Names are one of the cornerstones of genealogy and family history - it's our main jumping off point for what we do. They are what we search by most of the time, and they are what we put on pedigree charts. I find first names particularly interesting - some people have them passed through families (for example, using the Scottish naming pattern), and some are unique; and some are downright misleading. First names can trip you up so many times in your research - and I have many examples from my own research.
1. Girls given what we would consider a male name
My partner's 4 x great grandmother was a woman named Stewart McCreadie. There is no typing error here - that genuinely was her name. The first time I saw it written on a record, the handwriting was quite difficult and I transcribed it as Margaret. But on a second record, it was very clear. Similarly, my grandmother's closest friend as a child was a girl called Gordon.
The name Christian is now considered a male name, but in Scotland it was used as a name for girls. It is sometimes interchangeable with Christina. My 4 x great grandmother was called Christian and is sometimes listed as Christina, but just to add some interest, it is occasionally Catherine/Katherine.
Following on from point 1, some Scottish families give their daughters traditionally male names and add -ina to the end to feminise it a little. Most people are quite familiar with some instances of this - Georgina or Thomasina for example. But there are some more unusual ones out there. I've seen Donaldina, Neilina and Giffordina in my own research. Unusual names by themselves can often make researching easier - the problem arises when the name is just shortened to Ina, and you don't know what, if anything, it is shortened from.
3. Unusual variations
I think most people are used to the myriad variations around Jean, Jane, Janet and Jessie - not to mention Jennet. Similarly for Margaret (Maggie, Peggy, Meg) - but my grandmother, Margaret, was always known as Greta. My 5 x great grandmother (Christian's mother) appears mostly in records as Isabel or Isabella, but there is at least one instance of her being called Elizabeth. While it looks wrong, the two names come from the same root and were interchangeable in the past.

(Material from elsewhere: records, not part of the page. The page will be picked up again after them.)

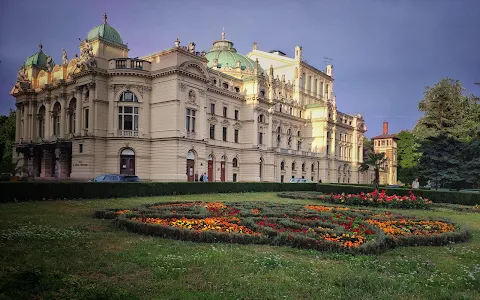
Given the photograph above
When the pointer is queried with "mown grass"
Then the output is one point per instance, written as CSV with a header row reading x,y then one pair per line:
x,y
57,250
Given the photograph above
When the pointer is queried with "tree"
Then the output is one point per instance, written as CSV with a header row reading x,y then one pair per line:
x,y
444,133
377,161
7,139
408,156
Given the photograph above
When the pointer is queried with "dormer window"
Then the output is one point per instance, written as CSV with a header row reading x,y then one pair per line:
x,y
128,96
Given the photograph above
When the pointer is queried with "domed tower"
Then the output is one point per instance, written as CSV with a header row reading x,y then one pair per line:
x,y
223,57
37,62
105,42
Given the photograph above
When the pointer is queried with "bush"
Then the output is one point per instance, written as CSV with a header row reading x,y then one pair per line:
x,y
26,191
435,196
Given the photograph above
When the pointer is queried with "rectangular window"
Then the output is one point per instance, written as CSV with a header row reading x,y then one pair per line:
x,y
212,108
190,120
212,131
86,118
260,138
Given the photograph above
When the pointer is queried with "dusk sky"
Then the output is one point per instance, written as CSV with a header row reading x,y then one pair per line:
x,y
384,52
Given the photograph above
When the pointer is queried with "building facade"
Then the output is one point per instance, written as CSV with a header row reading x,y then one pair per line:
x,y
387,143
178,113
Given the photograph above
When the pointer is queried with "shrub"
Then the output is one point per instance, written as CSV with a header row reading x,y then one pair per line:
x,y
26,191
435,196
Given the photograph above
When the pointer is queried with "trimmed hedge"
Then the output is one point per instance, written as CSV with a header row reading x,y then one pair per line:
x,y
27,191
435,196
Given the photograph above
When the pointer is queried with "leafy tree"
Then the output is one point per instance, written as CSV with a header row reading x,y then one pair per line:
x,y
7,138
445,133
377,161
447,111
408,156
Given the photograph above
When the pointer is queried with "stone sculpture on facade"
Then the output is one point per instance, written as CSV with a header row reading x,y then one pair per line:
x,y
87,59
64,57
191,47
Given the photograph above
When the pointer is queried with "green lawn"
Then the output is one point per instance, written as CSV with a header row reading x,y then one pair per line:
x,y
56,250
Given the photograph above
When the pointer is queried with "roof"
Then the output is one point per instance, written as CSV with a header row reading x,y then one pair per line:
x,y
106,32
385,136
38,59
223,52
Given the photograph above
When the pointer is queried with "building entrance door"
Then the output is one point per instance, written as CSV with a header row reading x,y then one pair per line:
x,y
222,171
190,169
127,162
210,170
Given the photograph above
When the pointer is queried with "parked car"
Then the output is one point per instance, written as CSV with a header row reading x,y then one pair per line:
x,y
300,180
116,178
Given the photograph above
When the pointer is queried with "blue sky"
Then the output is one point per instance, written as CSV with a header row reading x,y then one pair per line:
x,y
384,51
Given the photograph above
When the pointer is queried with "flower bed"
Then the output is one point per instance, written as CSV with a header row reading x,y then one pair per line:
x,y
375,198
304,226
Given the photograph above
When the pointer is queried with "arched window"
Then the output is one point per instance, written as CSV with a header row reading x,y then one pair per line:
x,y
128,96
128,115
56,119
72,106
41,122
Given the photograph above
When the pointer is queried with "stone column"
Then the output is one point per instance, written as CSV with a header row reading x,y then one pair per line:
x,y
201,116
63,115
91,108
48,120
270,128
78,111
111,112
26,121
18,122
255,127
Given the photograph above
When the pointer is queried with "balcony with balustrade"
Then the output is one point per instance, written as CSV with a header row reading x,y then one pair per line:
x,y
130,64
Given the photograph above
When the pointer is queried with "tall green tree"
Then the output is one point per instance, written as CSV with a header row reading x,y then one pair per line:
x,y
375,161
408,156
447,127
7,139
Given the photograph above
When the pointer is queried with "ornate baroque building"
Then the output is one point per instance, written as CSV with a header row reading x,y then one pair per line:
x,y
173,114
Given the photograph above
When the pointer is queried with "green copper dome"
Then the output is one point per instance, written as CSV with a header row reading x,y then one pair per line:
x,y
106,32
38,60
225,55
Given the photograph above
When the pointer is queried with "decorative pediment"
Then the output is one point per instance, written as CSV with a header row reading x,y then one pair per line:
x,y
237,125
213,120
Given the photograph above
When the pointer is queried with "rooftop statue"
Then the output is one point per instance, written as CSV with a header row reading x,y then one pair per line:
x,y
64,57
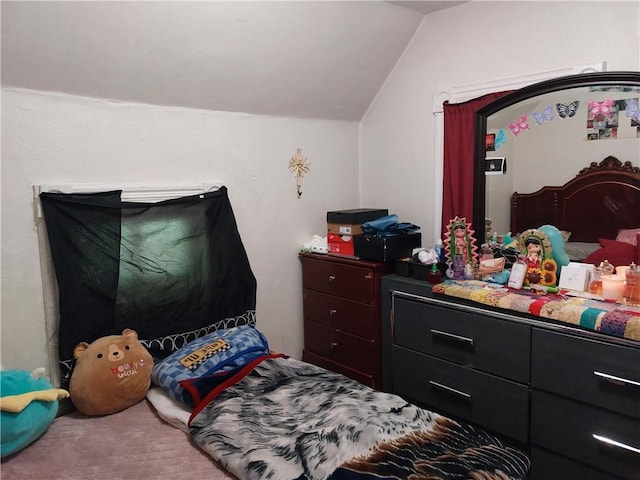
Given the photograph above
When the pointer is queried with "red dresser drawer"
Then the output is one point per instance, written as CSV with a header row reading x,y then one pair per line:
x,y
351,351
342,280
337,312
366,379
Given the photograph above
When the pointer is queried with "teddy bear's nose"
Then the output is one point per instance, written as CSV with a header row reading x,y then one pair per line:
x,y
115,353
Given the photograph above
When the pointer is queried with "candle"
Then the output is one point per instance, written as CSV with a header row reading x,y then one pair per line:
x,y
622,271
612,287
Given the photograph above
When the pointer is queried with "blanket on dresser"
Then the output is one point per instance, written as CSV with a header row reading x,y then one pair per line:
x,y
605,317
282,419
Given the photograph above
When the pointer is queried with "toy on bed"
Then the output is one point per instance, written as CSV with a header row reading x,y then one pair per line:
x,y
28,405
111,374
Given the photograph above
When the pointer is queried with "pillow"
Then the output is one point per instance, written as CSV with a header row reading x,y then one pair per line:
x,y
22,424
215,353
578,251
618,253
628,235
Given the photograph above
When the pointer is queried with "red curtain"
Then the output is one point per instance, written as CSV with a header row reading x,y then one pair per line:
x,y
459,134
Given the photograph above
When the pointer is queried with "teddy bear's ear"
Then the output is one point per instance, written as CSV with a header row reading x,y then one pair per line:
x,y
130,333
80,349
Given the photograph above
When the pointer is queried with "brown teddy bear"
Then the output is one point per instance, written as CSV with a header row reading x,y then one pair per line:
x,y
111,374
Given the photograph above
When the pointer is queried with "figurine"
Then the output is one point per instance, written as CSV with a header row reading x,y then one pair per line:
x,y
536,249
459,239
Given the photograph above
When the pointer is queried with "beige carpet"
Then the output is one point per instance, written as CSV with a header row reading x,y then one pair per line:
x,y
134,444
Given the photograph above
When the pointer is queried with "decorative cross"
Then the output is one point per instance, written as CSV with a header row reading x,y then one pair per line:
x,y
298,165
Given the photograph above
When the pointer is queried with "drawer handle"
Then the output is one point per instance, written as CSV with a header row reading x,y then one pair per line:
x,y
614,379
452,336
615,443
464,395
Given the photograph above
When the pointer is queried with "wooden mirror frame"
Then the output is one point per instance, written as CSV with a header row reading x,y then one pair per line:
x,y
530,91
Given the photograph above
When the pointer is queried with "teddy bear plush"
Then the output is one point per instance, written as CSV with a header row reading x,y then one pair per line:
x,y
110,374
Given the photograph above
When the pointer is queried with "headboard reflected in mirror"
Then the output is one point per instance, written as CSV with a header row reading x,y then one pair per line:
x,y
553,147
602,199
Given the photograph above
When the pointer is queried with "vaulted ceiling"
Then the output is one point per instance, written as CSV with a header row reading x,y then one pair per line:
x,y
314,59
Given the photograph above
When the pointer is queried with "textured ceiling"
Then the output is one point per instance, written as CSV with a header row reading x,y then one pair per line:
x,y
314,59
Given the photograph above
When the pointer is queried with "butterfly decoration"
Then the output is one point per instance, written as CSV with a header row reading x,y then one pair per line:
x,y
540,118
567,110
600,108
632,111
519,125
501,139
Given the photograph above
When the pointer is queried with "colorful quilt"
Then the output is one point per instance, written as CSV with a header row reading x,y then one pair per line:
x,y
283,419
605,317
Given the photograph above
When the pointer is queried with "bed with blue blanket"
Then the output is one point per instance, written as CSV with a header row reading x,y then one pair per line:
x,y
262,415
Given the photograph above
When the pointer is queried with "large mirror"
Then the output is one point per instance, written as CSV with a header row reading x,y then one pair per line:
x,y
545,133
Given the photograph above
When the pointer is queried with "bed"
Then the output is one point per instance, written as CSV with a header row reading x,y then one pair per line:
x,y
602,200
242,412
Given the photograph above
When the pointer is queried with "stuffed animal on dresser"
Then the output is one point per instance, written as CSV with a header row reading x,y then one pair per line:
x,y
110,374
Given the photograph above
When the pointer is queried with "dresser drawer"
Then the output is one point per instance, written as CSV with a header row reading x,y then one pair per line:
x,y
348,281
594,372
568,428
341,347
546,465
323,362
337,312
498,404
483,343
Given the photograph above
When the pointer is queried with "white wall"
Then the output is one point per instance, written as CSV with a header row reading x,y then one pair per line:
x,y
473,43
53,139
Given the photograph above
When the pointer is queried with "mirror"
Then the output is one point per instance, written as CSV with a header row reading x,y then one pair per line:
x,y
545,133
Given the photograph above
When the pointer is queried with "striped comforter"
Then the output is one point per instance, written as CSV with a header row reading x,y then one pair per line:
x,y
283,419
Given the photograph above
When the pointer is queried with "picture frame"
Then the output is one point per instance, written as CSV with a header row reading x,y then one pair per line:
x,y
490,142
495,166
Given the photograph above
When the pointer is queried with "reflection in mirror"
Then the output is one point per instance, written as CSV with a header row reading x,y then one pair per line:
x,y
547,133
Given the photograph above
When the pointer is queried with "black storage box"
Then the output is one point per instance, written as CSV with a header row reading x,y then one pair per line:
x,y
386,249
356,216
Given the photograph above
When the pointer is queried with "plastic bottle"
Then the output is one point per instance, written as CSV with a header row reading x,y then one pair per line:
x,y
458,264
468,272
439,248
434,276
632,284
595,286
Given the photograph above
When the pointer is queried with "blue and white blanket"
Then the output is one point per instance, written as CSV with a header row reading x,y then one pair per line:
x,y
283,419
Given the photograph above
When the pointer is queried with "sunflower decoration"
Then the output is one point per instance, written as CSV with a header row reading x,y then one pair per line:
x,y
541,267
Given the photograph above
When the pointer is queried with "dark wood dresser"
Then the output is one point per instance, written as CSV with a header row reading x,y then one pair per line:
x,y
570,397
341,302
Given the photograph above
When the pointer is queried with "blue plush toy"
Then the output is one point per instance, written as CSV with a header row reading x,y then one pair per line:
x,y
28,405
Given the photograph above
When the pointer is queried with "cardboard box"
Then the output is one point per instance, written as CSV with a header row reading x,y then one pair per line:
x,y
386,249
355,216
340,229
340,244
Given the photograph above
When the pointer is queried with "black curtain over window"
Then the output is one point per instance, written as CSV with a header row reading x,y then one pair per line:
x,y
173,270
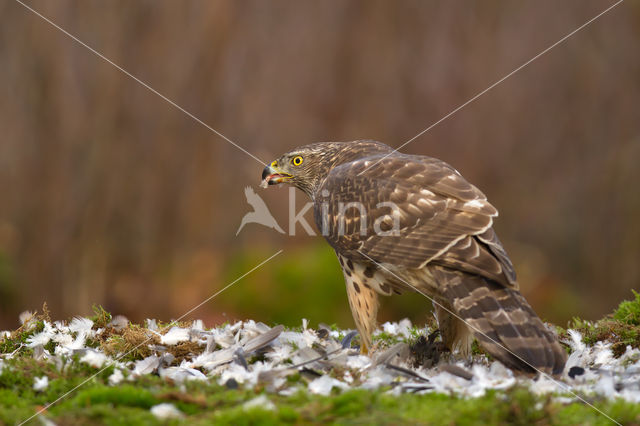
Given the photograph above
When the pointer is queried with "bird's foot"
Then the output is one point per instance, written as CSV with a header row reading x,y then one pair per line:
x,y
426,351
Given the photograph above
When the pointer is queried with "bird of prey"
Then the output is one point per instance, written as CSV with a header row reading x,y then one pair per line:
x,y
260,213
402,222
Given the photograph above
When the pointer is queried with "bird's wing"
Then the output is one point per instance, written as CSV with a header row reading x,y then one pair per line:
x,y
436,216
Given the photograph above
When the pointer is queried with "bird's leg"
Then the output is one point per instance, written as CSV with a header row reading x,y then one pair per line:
x,y
364,307
455,333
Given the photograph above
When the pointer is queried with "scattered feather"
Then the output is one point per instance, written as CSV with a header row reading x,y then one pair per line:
x,y
40,383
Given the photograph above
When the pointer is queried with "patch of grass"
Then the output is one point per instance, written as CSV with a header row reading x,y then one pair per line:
x,y
95,402
621,328
100,317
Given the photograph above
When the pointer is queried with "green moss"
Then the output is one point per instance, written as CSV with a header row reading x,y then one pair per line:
x,y
100,316
621,328
628,312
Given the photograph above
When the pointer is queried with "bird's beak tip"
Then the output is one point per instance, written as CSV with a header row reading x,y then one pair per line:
x,y
272,176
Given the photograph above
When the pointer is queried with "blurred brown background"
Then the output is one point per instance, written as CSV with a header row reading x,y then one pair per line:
x,y
110,195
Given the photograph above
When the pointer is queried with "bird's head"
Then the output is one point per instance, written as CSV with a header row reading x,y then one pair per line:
x,y
306,167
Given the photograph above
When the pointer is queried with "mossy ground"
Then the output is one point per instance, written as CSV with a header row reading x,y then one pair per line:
x,y
203,403
621,328
89,399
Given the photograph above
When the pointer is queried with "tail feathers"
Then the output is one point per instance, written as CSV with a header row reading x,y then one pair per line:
x,y
503,323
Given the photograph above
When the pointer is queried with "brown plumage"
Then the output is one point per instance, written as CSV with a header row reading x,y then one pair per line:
x,y
403,222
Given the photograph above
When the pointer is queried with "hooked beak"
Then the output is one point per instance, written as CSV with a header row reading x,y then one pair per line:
x,y
272,176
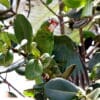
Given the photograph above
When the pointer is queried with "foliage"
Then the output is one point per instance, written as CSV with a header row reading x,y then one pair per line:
x,y
56,63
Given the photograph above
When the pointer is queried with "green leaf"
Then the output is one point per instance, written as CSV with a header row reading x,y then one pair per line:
x,y
94,95
44,39
95,73
23,30
87,10
33,69
11,94
60,89
34,50
12,37
66,54
5,3
6,59
97,38
48,1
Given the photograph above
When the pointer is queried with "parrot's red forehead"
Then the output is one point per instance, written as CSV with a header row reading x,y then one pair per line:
x,y
53,24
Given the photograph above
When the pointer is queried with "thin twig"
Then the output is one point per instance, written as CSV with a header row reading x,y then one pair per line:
x,y
13,66
48,8
92,50
5,81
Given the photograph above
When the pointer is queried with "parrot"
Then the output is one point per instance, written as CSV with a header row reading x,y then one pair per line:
x,y
44,36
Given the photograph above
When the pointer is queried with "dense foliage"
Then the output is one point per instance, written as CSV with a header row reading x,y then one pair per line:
x,y
58,56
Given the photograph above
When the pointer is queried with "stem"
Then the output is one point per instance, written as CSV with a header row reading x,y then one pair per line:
x,y
82,44
60,17
48,7
5,81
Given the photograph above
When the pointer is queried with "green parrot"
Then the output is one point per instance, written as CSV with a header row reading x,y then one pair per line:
x,y
44,36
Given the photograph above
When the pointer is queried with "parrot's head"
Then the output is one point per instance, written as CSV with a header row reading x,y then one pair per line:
x,y
49,25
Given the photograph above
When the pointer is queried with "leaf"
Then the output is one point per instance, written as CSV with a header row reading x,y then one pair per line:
x,y
11,94
95,73
94,95
44,39
68,71
88,34
12,37
5,3
74,13
41,15
60,89
74,3
5,38
29,92
34,50
66,54
23,30
33,69
48,1
87,10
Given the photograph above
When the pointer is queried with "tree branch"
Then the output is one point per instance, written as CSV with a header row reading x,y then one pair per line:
x,y
60,17
92,50
82,44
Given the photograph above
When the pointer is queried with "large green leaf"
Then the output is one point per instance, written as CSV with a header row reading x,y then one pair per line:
x,y
66,54
33,69
5,3
23,29
44,39
60,89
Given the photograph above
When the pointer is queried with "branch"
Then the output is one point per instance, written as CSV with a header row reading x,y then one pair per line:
x,y
48,8
5,81
13,66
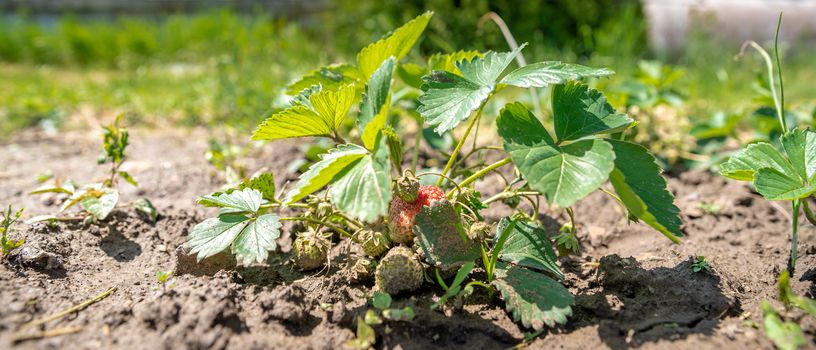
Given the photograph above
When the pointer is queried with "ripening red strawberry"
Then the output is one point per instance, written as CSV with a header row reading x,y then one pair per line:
x,y
401,215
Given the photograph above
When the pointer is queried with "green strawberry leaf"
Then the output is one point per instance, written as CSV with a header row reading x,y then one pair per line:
x,y
264,183
447,62
376,100
325,171
787,295
247,200
396,44
213,235
320,117
642,190
100,202
440,234
126,175
330,78
449,98
532,298
256,240
67,188
527,245
564,174
778,186
411,74
785,335
743,164
800,146
543,74
146,208
580,111
363,190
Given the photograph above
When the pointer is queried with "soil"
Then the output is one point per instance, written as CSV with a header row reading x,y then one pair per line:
x,y
633,287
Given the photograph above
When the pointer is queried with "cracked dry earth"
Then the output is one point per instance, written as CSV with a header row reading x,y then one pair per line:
x,y
634,289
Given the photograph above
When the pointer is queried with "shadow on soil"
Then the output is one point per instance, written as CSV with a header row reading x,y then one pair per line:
x,y
632,305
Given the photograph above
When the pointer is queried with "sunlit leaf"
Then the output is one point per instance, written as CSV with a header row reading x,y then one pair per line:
x,y
397,44
531,297
543,74
321,117
527,244
580,111
376,100
256,240
330,78
564,174
325,171
363,189
449,98
642,190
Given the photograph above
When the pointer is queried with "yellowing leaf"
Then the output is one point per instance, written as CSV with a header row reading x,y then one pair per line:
x,y
325,112
447,62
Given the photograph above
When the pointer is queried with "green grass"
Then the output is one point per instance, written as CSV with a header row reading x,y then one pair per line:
x,y
224,68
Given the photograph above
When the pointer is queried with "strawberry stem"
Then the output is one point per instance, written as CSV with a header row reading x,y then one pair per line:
x,y
461,142
321,222
482,172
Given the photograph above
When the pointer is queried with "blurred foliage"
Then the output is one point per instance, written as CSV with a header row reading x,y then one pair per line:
x,y
221,68
603,27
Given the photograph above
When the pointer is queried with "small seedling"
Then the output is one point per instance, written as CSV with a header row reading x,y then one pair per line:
x,y
710,208
145,208
163,277
455,289
7,244
700,265
97,199
366,337
786,334
780,176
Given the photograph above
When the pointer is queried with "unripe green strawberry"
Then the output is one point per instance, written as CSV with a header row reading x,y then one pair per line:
x,y
401,214
480,231
324,209
311,250
407,187
374,243
512,202
362,269
399,271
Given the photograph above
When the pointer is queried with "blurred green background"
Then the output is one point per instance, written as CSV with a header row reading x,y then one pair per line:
x,y
229,65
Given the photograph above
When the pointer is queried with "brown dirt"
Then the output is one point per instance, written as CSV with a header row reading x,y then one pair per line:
x,y
633,287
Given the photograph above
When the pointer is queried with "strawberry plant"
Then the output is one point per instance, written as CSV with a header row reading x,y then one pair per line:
x,y
7,244
356,190
787,175
97,199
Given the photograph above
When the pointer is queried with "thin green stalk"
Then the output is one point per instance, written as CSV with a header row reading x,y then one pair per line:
x,y
769,65
321,222
417,140
508,194
808,213
482,172
511,42
572,217
461,142
781,106
794,236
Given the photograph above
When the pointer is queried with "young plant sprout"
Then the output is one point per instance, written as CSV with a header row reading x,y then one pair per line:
x,y
789,175
97,199
7,244
361,186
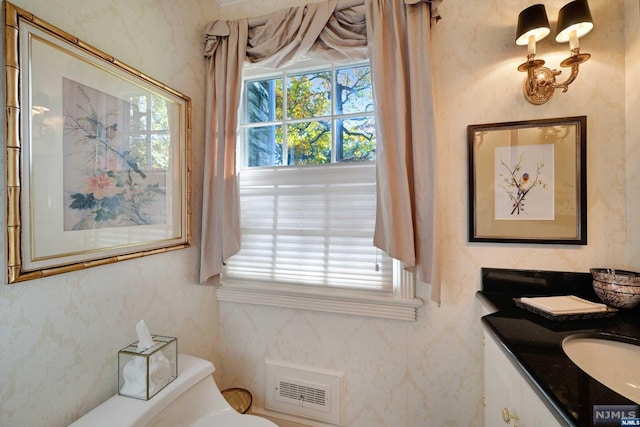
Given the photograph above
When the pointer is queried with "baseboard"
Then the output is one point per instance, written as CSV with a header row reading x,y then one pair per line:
x,y
290,420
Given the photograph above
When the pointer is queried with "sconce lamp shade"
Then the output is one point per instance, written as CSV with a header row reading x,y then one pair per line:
x,y
574,16
532,21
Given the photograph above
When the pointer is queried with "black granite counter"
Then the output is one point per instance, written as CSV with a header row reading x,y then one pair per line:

4. People their middle name as a first name
My friend and his father share the same first name, but neither of them uses it - both use their middle names. My partner's grandfather also used his middle name. This has tripped me up a couple of times on certificates where the commonly used name is given rather than the 'correct' first name.
It can be very easy to completely discount a record if a first name doesn't match, but it can pay to keep your wits about you. I've been reviewing my old research recently - some parts of it I hadn't looked at for more than ten years, and I've made some progress on branches purely around name variations I wasn't aware of when I was starting out.